Вместе с тем барон установил самый строгий контроль за кругом ее общения, говоря, что созревшее яблоко следует тщательно охранять от жадных пчел, червей и библейских змиев. Он вставал по ночам, чтобы послушать ее дыхание, он ловил каждый подозрительный шорох, напоминая львицу, опекающую своего новорожденного детеныша.

Когда Жанне исполнилось пятнадцать, у барона появилась новая забота — разгонять толпы женихов, которых, как мух к меду, притягивали в равной мере и красота невесты, и состояние ее любящего отца.

Все предложения решительно отвергались, так как ни одного из претендентов барон не считал достойным его дочери.

Большое беспокойство причинило ему посещение их провинции королем. Барон, разумеется, вместе со всеми дворянами участвовал в торжественной церемонии приветствия их блистательного сюзерена, но Жанна при этом оставалась дома под самым строгим присмотром, дабы ищущий взгляд «короля-солнце» не опалил этот свежий бутон…
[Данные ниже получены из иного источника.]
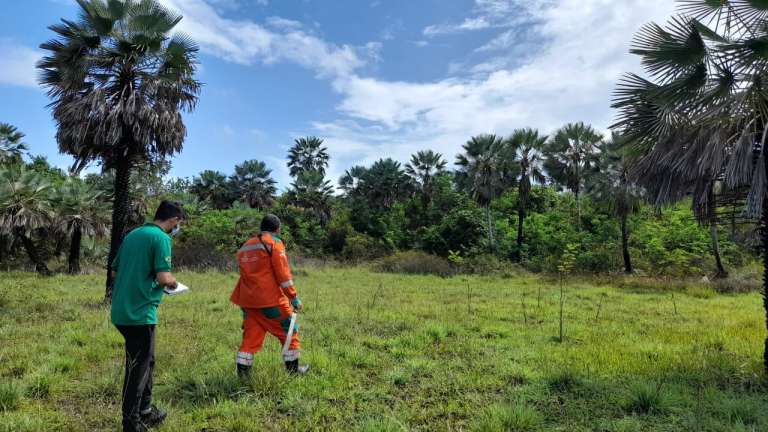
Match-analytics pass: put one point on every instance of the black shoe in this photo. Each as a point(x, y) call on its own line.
point(293, 368)
point(134, 426)
point(154, 416)
point(243, 371)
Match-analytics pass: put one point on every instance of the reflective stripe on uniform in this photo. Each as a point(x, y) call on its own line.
point(245, 359)
point(291, 355)
point(252, 247)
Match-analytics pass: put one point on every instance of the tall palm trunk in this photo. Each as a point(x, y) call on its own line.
point(34, 254)
point(522, 198)
point(490, 227)
point(577, 193)
point(119, 214)
point(625, 243)
point(712, 217)
point(721, 271)
point(74, 250)
point(764, 234)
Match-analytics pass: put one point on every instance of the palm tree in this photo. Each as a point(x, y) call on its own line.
point(212, 187)
point(423, 168)
point(312, 192)
point(12, 146)
point(25, 208)
point(571, 157)
point(351, 179)
point(119, 82)
point(385, 183)
point(253, 184)
point(80, 211)
point(484, 173)
point(613, 186)
point(703, 114)
point(307, 154)
point(525, 148)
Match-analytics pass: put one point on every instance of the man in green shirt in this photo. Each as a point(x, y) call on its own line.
point(142, 269)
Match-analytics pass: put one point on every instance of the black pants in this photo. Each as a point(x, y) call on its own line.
point(139, 366)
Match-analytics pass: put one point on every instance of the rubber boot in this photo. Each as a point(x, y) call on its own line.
point(243, 371)
point(293, 368)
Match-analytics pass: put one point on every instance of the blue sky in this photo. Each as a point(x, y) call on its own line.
point(374, 78)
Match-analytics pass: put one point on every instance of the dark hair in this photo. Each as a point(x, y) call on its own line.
point(270, 223)
point(169, 210)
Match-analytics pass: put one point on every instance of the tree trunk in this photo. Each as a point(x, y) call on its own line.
point(34, 255)
point(764, 234)
point(490, 227)
point(74, 251)
point(577, 194)
point(119, 214)
point(721, 271)
point(712, 219)
point(521, 201)
point(625, 244)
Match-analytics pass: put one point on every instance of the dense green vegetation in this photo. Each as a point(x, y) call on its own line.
point(393, 352)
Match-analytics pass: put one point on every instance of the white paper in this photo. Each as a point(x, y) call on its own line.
point(180, 288)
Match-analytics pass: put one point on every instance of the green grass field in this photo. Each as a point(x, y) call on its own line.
point(396, 353)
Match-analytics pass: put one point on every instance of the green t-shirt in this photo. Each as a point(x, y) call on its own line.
point(145, 252)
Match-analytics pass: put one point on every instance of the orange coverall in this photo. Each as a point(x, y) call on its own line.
point(266, 293)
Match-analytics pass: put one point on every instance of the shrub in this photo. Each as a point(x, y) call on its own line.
point(202, 256)
point(487, 265)
point(9, 396)
point(40, 388)
point(647, 398)
point(564, 381)
point(740, 281)
point(361, 247)
point(415, 263)
point(517, 418)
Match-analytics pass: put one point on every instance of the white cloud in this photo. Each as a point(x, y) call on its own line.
point(492, 14)
point(246, 42)
point(468, 24)
point(17, 64)
point(570, 78)
point(283, 23)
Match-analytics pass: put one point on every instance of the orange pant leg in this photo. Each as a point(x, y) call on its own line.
point(253, 337)
point(276, 321)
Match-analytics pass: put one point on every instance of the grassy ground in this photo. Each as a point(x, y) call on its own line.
point(392, 353)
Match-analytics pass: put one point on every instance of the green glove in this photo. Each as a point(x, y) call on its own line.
point(296, 303)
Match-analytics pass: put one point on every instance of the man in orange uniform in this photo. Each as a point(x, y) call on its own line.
point(267, 296)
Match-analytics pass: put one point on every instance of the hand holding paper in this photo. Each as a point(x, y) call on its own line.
point(180, 288)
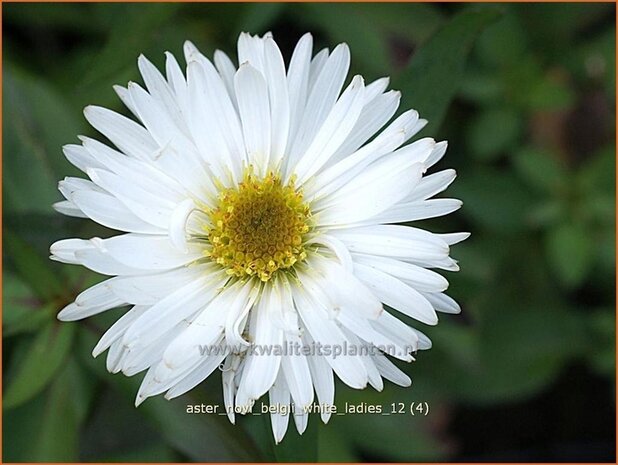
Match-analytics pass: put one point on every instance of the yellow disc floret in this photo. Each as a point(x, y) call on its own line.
point(258, 227)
Так продолжалось еще несколько лет, но в один прекрасный день ситуация резко изменилась. Из дальних колоний возвратился на родину старинный друг барона, шевалье S, тоже вдовец, вместе с сыном, двадцатилетним юношей со светлыми волнистыми волосами и мечтательным взглядом широко распахнутых голубых глаз. Поместье шевалье располагалось по соседству с владениями барона L, и в первый же день своего возвращения друзья встретились за праздничным столом в доме барона, где и познакомились их дети.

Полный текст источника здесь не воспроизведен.